You could have gone into 2020 Biff Tannen-style knowing all of the headlines in advance of the pandemic — the number of cases, quarantine rules, number of deaths, GDP contraction, etc. — and you probably would have gotten crushed in the markets.
Despite a nasty recession and a pandemic that impacted the world economy in ways that would have been impossible to predict ahead of time, the U.S. stock market was up nearly 20% in 2020.
Many people predicted the pandemic would get worse and it did. But not many of those same people predicted it would actually be a positive for the markets because of all the stimulus it led to.
But what if you could actually bet on the outcomes of the events themselves?
We had Tarek Mansour of Kalshi, a new binary outcome trading platform, on the podcast to discuss this very topic. He explained:
This exchange is still relatively new but I love the idea. You can bet on a wide variety of categories:
Here are some binary outcomes you can bet on currently:
- Will the CDC identify a variant of high consequence by March 1, 2022?
- Will the FOMC begin tapering by their next meeting?
- Will a recession start in the next year?
- Will the House pass a reconciliation bill?
- Will the owners of the MLB approve an Oakland Athletics move to a new city by March 15, 2022?

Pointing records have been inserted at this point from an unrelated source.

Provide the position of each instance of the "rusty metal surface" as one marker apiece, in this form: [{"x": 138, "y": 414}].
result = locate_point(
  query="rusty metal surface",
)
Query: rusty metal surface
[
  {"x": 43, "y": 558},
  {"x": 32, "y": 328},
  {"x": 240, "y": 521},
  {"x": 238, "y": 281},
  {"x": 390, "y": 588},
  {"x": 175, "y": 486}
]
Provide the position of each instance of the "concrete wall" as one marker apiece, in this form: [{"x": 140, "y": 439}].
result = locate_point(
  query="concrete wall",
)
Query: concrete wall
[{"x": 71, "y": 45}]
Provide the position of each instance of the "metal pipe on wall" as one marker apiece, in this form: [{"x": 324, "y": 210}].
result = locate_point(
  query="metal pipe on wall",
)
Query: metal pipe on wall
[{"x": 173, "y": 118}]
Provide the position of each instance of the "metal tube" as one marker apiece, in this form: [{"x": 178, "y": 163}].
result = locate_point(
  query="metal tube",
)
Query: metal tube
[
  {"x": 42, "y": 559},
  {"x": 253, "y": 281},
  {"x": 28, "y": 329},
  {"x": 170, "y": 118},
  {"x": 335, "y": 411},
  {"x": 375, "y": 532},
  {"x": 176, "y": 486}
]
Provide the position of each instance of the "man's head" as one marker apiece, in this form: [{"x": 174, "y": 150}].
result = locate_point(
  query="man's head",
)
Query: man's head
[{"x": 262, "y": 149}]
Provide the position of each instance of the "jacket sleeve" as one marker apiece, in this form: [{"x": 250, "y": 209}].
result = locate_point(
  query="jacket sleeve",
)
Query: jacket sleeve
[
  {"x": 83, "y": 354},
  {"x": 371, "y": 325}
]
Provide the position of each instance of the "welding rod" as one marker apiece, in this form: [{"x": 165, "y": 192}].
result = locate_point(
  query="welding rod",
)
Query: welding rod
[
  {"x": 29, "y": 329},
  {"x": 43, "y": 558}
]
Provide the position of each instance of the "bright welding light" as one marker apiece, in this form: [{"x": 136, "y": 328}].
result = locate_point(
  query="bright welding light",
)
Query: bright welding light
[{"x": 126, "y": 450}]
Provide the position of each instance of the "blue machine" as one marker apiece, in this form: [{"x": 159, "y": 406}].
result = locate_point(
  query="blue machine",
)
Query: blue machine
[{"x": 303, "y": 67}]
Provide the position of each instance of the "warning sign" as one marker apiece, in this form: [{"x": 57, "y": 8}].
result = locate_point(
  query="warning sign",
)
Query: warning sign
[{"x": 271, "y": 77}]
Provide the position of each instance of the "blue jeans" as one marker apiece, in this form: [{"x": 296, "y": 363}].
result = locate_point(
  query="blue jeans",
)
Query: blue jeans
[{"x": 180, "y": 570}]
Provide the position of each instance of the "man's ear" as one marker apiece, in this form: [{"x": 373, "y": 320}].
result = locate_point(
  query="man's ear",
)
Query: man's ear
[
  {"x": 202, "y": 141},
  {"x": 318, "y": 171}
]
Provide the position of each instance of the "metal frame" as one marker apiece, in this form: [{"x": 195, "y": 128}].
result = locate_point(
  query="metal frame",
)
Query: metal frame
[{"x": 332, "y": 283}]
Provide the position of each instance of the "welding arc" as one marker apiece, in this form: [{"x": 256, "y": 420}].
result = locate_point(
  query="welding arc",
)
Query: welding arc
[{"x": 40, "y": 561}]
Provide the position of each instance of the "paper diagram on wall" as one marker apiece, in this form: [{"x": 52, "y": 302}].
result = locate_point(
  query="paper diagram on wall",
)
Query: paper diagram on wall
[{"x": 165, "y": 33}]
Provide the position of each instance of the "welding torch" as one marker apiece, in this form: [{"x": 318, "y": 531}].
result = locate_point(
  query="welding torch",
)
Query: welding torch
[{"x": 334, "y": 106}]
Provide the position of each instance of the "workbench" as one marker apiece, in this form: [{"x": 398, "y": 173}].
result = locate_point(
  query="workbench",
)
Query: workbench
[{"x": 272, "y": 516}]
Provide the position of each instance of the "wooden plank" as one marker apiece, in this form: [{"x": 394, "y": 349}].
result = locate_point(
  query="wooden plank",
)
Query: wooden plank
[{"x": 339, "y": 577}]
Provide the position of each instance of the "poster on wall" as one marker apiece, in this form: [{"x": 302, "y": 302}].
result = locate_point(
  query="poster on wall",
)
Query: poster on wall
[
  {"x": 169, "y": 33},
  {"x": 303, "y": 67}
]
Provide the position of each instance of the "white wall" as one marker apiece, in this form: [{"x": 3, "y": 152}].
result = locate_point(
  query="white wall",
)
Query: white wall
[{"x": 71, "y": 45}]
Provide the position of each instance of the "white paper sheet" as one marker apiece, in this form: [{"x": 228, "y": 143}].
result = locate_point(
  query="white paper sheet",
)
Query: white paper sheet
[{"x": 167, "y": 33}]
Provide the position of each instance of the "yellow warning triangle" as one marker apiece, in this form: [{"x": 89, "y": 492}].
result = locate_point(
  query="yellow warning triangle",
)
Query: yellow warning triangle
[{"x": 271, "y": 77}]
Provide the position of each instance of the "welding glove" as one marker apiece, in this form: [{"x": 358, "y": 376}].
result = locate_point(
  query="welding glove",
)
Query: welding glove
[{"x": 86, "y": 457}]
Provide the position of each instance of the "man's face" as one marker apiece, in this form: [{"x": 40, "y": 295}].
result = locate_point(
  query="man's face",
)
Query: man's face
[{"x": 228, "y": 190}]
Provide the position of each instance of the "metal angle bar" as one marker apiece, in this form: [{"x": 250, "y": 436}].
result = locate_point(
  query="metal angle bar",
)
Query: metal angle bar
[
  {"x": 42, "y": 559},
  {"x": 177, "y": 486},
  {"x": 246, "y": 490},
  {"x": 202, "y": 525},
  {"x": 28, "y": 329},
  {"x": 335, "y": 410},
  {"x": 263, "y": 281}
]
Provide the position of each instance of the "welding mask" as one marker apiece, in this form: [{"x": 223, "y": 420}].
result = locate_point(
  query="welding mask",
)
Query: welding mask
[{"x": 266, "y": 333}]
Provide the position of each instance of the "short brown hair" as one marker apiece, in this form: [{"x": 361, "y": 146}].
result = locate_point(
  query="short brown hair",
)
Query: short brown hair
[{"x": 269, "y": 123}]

I was so intrigued by the platform, I placed a bet on the recession question. These are the stipulations:
I bet ‘no’ and could always be wrong but feel pretty safe about this one. The payout from the odds that were in place when I made the bet last week would give me a return of around 20% over the roughly 9 months of this bet.
The reason this idea is so exciting to me is it takes away the guessing games involved when trying to connect events to market reactions. There is no reason to use 2nd or 3rd or 4th level thinking anymore if you can simply bet on the binary outcome of an event.
I don’t know if this marketplace will get big enough to facilitate large pools of capital but the potential is there for more macro and event-focused people out there to hedge or make money if some of these bets have odds that are mispriced.
And because people have inherent biases and the future is hard to predict, there are bound to be mispricings on occasion.
We’re going to see more and more of this as well. Anything that can be turned into a market will be.
You can now invest in shares of art, sneakers, cars, sports cards, wine, guitars, comic books and probably a bunch of other stuff I’m missing.
It’s time to get ready for 24/7 trading and markets in everything.